Con questo, non che mi faccia troppe illusioni, ma nutro umanamente fiducia che quest’omino semplice possa mantenersi incorrotto, e risultare davvero un punto di svolta. Forse perché quel che è sempre apparsa immutabile come la mafia e la camorra, in Italia, incancrenita nei propri costumi ambigui, è la Chiesa, e la possibilità che si sia potuto insinuare qualcuno in grado di far tremare le fondamenta, è qualcosa che mi riempie di eccitazione.

Un gran modello di efficienza, poi, questa Chiesaccia: mentre grillini, vespe e calabroni si azzuffano nei loro ambienti e non riescono a venire a un accordo, vescovi e cardinali risolvono la questione in un lampo, e abbiamo prima il papa nuovo che un parlamento accettabile, in grado di tirarci su dal fango. Questo mi ricorda più una scena alla Peppone e Don Camillo, dal momento che i cattolici infestano l’ambiente politico, e i peggiori di loro hanno nel DNA proprio l’istinto di battibeccare con quelli di sinistra, ovvero: non di difendere i deboli, o i poveri, ma la Chiesa e il suo potere. Ricordo che da bambina ridevamo, mio padre e io, guardando gli episodi di Don Camillo e Peppone: in fondo erano due buoni diavoli entrambi, eppure, visti più da lontano, oggi, erano il più efficace ritratto di un paese tendenzialmente “al maschile”, votato all’infantilismo, all’individualismo, alla zuffa.
la moto di Peppone, rifatta dall'amico C. Frontalini
Naturalmente non posso dire di essermi fatta una cultura sul nuovo Papa, rivedendo sul web il suo intervento e le interviste, quanto ne dicono in Italia e in Spagna. Il linguaggio clericale mi annoia terribilmente, mi asfissia come il puzzo d’incenso nelle chiese. Ma mi sono fidata dell’istinto che me lo ha fatto trovare simpatico. Come quel frate motociclista, che farà sempre parte dei miei ricordi migliori di quando ero una giovane osservatrice  appassionata, impaziente, e non avevo ancora fatto crollare, in me, certi miti infantili che mi oscuravano il cammino per la giusta via...verso la transigenza, la tolleranza e l’autoironia.

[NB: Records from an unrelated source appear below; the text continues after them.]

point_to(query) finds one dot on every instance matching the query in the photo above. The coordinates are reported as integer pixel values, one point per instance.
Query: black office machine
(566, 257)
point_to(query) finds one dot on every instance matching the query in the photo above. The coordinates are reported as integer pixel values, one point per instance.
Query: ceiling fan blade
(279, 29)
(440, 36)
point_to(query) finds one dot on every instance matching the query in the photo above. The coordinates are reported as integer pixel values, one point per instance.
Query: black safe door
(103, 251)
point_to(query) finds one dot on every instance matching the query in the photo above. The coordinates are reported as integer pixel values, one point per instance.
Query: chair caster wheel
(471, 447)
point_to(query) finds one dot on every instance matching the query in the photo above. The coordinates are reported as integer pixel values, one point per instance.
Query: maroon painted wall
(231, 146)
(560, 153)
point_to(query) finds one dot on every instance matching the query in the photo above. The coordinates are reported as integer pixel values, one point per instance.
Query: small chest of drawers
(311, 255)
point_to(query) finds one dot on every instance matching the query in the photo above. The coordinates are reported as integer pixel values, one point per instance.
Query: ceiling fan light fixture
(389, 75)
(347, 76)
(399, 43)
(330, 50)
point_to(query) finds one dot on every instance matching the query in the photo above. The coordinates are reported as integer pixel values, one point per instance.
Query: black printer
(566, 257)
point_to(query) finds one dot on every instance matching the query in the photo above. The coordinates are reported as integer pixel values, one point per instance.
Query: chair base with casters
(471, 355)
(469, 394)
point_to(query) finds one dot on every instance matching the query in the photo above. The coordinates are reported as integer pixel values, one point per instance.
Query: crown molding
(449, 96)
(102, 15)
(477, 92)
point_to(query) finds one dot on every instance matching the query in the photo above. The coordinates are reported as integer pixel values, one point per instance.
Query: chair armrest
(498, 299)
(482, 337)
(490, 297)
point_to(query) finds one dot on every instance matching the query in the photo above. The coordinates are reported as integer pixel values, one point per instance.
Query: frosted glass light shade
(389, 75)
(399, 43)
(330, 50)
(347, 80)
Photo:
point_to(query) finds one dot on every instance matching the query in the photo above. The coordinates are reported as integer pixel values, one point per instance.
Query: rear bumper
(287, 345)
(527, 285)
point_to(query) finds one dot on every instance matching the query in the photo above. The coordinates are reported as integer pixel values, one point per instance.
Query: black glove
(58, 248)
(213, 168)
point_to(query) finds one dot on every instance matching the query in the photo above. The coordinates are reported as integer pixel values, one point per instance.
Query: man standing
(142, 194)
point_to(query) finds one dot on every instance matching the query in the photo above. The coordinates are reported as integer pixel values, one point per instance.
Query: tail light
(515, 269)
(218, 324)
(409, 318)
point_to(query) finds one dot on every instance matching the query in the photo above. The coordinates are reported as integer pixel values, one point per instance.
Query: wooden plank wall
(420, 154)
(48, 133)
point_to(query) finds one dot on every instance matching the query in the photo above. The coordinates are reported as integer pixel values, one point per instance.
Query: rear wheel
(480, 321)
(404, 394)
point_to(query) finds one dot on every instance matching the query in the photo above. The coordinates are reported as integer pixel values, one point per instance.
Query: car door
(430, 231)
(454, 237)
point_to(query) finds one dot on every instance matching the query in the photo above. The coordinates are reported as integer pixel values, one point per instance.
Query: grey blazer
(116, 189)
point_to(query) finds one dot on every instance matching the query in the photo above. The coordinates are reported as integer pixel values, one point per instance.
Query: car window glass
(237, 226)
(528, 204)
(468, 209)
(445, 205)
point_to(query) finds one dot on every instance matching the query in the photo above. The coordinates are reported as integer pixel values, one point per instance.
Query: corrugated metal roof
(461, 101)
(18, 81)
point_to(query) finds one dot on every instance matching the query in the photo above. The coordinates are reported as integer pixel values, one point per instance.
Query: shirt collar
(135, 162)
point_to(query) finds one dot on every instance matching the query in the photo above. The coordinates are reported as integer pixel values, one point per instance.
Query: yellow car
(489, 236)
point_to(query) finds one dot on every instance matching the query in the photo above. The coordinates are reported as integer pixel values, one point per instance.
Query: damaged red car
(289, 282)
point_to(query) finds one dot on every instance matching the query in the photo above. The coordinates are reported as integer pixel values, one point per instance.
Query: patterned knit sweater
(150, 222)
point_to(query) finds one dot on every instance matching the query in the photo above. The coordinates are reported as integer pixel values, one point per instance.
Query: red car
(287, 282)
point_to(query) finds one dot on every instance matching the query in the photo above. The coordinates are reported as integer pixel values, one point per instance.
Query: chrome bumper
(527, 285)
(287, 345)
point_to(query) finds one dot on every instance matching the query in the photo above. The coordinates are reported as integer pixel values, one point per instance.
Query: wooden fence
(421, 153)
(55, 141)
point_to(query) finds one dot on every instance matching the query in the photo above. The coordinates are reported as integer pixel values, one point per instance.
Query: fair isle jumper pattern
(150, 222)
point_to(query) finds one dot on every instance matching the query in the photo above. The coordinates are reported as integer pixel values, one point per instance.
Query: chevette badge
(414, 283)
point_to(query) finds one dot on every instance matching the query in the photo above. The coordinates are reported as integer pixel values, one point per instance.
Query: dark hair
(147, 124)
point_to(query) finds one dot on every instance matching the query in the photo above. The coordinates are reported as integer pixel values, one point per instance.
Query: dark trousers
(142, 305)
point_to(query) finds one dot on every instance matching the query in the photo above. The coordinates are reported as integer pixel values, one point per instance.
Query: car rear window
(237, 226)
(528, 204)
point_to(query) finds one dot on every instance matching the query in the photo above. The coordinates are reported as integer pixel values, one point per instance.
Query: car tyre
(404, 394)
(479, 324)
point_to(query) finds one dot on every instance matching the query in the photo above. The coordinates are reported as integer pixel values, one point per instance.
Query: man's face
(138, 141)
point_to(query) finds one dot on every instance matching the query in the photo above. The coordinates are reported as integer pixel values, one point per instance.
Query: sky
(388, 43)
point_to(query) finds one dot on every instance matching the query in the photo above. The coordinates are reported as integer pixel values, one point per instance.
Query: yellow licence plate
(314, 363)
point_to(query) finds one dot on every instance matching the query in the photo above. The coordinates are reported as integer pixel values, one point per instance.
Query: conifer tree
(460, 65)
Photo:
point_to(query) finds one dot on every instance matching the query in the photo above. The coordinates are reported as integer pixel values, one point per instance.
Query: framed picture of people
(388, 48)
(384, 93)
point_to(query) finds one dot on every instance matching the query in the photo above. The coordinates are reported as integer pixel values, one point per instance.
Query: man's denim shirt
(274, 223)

La via della rivoluzione, almeno nel mio caso (e che rivoluzione sia, quando non c'è alternativa).

Infine: sembra che cattolici e NON cattolici abbiano affollato la piazza per non perdersi “un avvenimento storico”, per sentirsi parte della Storia, ed è curiosa questa necessità, di assistere all’ascesa di un altro...anziché curarsi costantemente della propria ascesa, intesa come maturazione intellettuale. Come possiamo lamentarci dell’assenza protratta di un governo diverso, se noi stessi dimostriamo di non aver bisogno d’altro che di pecorai, che sappiano guidare il branco?